An Italian in Denmark in 1627

There is a World outside Verona


"It is a very cold country with a strong wind. People are sowing in April and May and harvesting in August and September, they sow that late because of the eternal snow and ice. There are only two seasons, winter and autumn. The autumn rules in the spring and the summer, only four months, the rest is winter." Thats what an Italian soldier Torquato Recchia said in a letter in 1628, where he wrote about his impression of Denmark to a friend, an Italian prince.

In 1627 Jutland was occupied by the German emperor's troups, a result of Christian IV's unfortunate participation in the Thirty Year's War. The foreign soldiers caused much havoc during the few years they stayed in Denmark. The commander-in-chief, an Italian general, stayed in Haderslev in South Jutland with his entourage, where was also his fellow-countryman Torquato Recchia.


The letter about the Danish weather leaves no doubt that the writer was used to something much better in Italy. The weather has always been a good subject, and the Danes talk a lot about the capricious Danish climate. It is a probability that it might have given the Italian soldier a more or less mild depression. Actually he also tries to be objective. "The country is very fertile and well suitable for trade, both because of the seafaring since the country is washed by the North Sea and the Baltic and because of the fat soil, which is cultivated in times of peace."

Torquato Recchia is not blind for the suffering of the population. Many have escaped, and he thinks that "if the conditions will not improve, they will all take flight because the soldiers use them as slaves." It is not known how much contact the Italian had with the Danes, but the language was certainly a hindrance. "When they talk, it sounds as if they cry!" he says. And their clothes were strange. "Inside they wear a thick fur and then a shirt and other clothes, the women are dressed in the same way. They all wear clogs, very well made. The women are just as ugly as the men, and their clothes only reach the knee." Both peasants and noblemen are said to be intelligent, and the noblemen are emphasized for their generosity, nice look and blond curly hair. " They are so gigantic that I'm sure that the holy Christoffer came from this country.
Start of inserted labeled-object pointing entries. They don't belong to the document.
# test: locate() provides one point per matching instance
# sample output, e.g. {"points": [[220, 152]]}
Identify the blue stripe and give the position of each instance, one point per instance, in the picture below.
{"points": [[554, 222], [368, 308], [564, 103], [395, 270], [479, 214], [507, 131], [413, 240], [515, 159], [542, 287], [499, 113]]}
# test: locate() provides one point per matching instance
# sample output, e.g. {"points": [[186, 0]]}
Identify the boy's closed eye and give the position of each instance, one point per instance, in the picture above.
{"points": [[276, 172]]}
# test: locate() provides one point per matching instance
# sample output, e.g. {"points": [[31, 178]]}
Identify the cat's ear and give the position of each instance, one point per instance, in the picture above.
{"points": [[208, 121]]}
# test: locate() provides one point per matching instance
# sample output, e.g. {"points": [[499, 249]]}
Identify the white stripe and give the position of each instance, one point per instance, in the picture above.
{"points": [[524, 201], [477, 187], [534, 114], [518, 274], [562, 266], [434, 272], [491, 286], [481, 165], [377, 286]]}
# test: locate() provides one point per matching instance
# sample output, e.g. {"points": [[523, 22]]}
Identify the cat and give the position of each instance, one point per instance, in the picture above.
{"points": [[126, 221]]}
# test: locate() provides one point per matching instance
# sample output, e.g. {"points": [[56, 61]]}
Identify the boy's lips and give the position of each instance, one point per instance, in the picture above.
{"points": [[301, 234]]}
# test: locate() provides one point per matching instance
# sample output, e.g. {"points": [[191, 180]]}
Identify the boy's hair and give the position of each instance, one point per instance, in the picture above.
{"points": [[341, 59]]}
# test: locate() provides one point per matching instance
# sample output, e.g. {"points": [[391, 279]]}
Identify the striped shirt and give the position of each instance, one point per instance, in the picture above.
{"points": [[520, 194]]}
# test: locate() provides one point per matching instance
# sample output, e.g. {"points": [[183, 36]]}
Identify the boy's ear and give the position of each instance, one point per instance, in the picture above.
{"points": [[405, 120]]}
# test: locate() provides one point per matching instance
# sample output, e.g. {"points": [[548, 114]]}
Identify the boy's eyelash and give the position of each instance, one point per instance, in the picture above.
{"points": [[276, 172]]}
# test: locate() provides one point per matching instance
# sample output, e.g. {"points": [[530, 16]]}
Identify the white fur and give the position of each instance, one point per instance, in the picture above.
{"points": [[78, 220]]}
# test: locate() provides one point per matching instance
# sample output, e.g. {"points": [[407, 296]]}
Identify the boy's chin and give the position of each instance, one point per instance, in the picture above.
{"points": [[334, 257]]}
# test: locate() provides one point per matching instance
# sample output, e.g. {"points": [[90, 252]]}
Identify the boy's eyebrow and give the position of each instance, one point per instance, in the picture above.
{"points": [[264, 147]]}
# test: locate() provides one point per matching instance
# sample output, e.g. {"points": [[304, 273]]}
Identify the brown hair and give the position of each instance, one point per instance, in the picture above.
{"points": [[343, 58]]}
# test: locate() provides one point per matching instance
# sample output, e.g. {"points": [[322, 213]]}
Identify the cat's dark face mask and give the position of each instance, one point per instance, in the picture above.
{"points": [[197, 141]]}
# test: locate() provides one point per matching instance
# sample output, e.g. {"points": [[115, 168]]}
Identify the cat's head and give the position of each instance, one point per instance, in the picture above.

Your Excellency can imagine how big they are, if you imagine the holes they made in Colosseum."


Torquato is astonished by many things. He thinks it strange that the Danes use peat and manure for fuel and built half timbered houses. He also mentions a strange wedding custom. "When they get married, the bride and groom race to a certain place, where a bundle of hay has been placed. The one who first touches the bundle will be the master in the house. The wife becomes the husband, and the husband becomes the wife. From this hay is later made a pillow, which is brought to the church, where the bride and groom kneel on it."

Some of the things the Italian soldier tells must be second-hand knowledge, and not everything is truthful, especially when he describes things and events far from his Jutland quarters - like in Norway, which then was a part of Denmark. "Up there they sell the wind to the sailors. It is wrapped up in a handkerchief, and if the buyer wants a stronger wind, he can get it by loosening the handkerchief. I think it is the Devil's tricks, but it is certain that it is absolutely true."

Source: Archaeological Magazine Skalk, nr. 4, 1988, "Andre øjne" af Troels B. Wingender.

photo: grethe bachmann


Kittie Howard said...

Love these fun customs, which, I suppose weren't fun Back Then. Racing to the hay may have been the beginning of women's liberation, sorta! And in two weeks I'll be in Italy, near Verona, where they serve horse meat in restaurants, yuck! So will order seafood!

Thyra said...

And you are sure to have fine weather in Italy on this time of the year. I didn't know they serve horsemeat. I would not eat horse meat either. Seafood is very healthy!